I did some tests just now to determine the total number of catalog
entries associated with a simple table definition. Assuming it has
N user columns of built-in types (hence not requiring pg_depend entries
for the datatypes), I count
1 pg_class entry for the table itself
1 pg_type entry for the rowtype
N + 6 pg_attribute entries for the user and system columns
2 pg_depend entries (type -> table and table -> namespace)
2 pg_shdepend entries (ownership of table and type)
Of course this goes up *fast* if you need a toast table, indexes,
constraints, etc, but that's the irreducible minimum.
Generating an array rowtype would add three more catalog entries to this
(the array pg_type entry, a pg_depend arraytype->rowtype link, and
another pg_shdepend entry), which isn't a huge percentage overhead.
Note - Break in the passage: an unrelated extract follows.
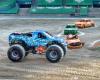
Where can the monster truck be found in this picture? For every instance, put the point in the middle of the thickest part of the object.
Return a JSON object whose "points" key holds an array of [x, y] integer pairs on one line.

Obviously if we wanted to trim some fat here, getting rid of the
redundant pg_attribute entries for system columns would be the first
place to look.
Based on this, I withdraw my efficiency concern about generating
rowtypes for all user tables. I do, however, still object to generating
them for system tables. In particular an array type for pg_statistic
will actively Not Work and probably constitute a security hole, because
of the "anyarray" hack we use there.
BTW, I just noticed that we currently create array types with AUTO
dependencies on their element type, meaning that you can drop them
separately:
regression=# create type fooey as enum ('a','b');
CREATE TYPE
regression=# drop type _fooey;
DROP TYPE
Is this a bad idea? If we made the dependency INTERNAL then the
system would refuse the drop above. I think we would have to do
that if we wanted to add the base->array link I suggested, because
otherwise this drop would leave a dangling pointer in pg_type.